Patricia Cooksey

Personal information
- Born: February 25, 1958 (age 68) Youngstown, Ohio United States
- Occupation: Jockey

Horse racing career
- Sport: Horse racing
- Career wins: 2,137

Major racing wins
- Clipsetta Stakes (1980) My Charmer Stakes (1982, 1985) Ellis Park Lieutenant Governor Stakes (1983) Hollywood Prevue Stakes (1983) Ellis Park Debutante Stakes (1984) Ellis Park Governor's Handicap (1984) Cincinnati Trophy Stakes (1985, 1987) Fairway Fun Stakes (1985) Pocahontas Stakes (1986) Edgewood Stakes (1987) Fairmount Park Budweiser Handicap (1987) John Battaglia Memorial Stakes (1987) Wilma C. Kennedy Stakes (1988) Winter Storm Stakes (1988) Banner Bob Stakes (1990) James C. Ellis Juvenile Stakes (1991) Pioneer Stakes (1991) Cradle Stakes (1993) Valdale Stakes (1996) Valley View Stakes (1999)

Racing awards
- Mike Venezia Memorial Award (2004) Turfway Park Leading Jockey - Winter/Spring (1981, 1983, 1985, 1995)

Significant horses
- Lt. Lao, Ava Romance, Dr.
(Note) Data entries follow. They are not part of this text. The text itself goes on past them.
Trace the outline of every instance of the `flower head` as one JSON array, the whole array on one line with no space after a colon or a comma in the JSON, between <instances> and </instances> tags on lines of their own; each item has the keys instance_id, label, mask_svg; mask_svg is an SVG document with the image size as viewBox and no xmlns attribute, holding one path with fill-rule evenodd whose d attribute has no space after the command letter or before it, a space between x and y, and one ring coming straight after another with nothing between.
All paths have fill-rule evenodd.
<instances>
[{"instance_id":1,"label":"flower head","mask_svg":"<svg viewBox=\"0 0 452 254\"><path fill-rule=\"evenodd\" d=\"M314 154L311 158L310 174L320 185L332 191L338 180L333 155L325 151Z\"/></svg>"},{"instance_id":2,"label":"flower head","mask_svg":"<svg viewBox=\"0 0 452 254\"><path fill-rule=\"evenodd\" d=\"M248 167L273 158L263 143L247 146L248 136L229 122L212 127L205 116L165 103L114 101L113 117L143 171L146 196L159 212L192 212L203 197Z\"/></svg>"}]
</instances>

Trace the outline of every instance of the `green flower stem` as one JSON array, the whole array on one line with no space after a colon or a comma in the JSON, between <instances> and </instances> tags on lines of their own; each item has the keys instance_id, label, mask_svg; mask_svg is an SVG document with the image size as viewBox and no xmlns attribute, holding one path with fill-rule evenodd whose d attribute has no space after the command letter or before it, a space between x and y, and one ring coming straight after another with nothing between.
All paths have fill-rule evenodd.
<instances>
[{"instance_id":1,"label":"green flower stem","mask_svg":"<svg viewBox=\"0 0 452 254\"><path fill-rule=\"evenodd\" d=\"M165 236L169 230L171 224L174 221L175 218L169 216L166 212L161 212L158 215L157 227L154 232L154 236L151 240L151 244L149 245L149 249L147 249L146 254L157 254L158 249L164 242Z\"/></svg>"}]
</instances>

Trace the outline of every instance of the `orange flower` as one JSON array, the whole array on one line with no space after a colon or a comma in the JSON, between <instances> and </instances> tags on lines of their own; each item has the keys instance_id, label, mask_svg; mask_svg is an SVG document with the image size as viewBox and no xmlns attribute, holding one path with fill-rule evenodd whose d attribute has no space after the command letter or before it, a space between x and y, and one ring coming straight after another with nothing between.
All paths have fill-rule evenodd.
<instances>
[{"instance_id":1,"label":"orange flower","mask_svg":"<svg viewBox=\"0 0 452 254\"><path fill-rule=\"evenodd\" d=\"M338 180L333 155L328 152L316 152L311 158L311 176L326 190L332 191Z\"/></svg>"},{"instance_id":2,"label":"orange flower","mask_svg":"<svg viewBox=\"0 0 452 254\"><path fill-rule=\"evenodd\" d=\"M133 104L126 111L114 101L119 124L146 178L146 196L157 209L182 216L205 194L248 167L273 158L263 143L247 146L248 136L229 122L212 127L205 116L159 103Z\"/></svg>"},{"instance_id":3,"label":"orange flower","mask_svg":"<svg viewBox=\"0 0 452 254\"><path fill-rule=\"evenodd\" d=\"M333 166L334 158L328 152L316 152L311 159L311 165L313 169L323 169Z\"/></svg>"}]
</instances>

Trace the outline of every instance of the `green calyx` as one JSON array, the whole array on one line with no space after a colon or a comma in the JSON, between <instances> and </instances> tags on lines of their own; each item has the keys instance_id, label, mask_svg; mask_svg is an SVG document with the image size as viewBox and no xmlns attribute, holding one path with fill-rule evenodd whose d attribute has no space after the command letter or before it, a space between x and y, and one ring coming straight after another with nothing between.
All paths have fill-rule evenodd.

Bizzare, Kathy O

= Patricia Cooksey =

American jockey

Patricia Joen "Patti" or "P.J." Cooksey (born February 25, 1958, in Youngstown, Ohio, United States) is a retired jockey from American Thoroughbred racing.

== Career ==
Cooksey won her first race with Turf Advisor at Waterford Park (now Mountaineer Park) in 1979. A four-time Turfway Park leading rider, Cooksey has won 2,137 wins since beginning her career in 1979, and she was the all-time leading female jockey by number of victories before Julie Krone overtook her.

In 1985 she became the first female jockey to ride in the Preakness Stakes, finishing 6th aboard Tajawa. In 2004, she became the first ever female jockey to be voted the NYRA's Mike Venezia Memorial Award, an honor given annually to a jockey who exemplifies extraordinary sportsmanship and citizenship.

Seriously injured during a race at Keeneland on April 12, 2003, Cooksey did not return to riding until March 2004. Suffering from severe pain as a result of a rod in her leg from the injury, she retired permanently in late June of that year, ranked second all-time in wins by a female jockey.

Cooksey has been a commenter for Louisville, Kentucky television stations and did reporting for ESPN on horseback during the 2006 Breeders' Cup broadcast.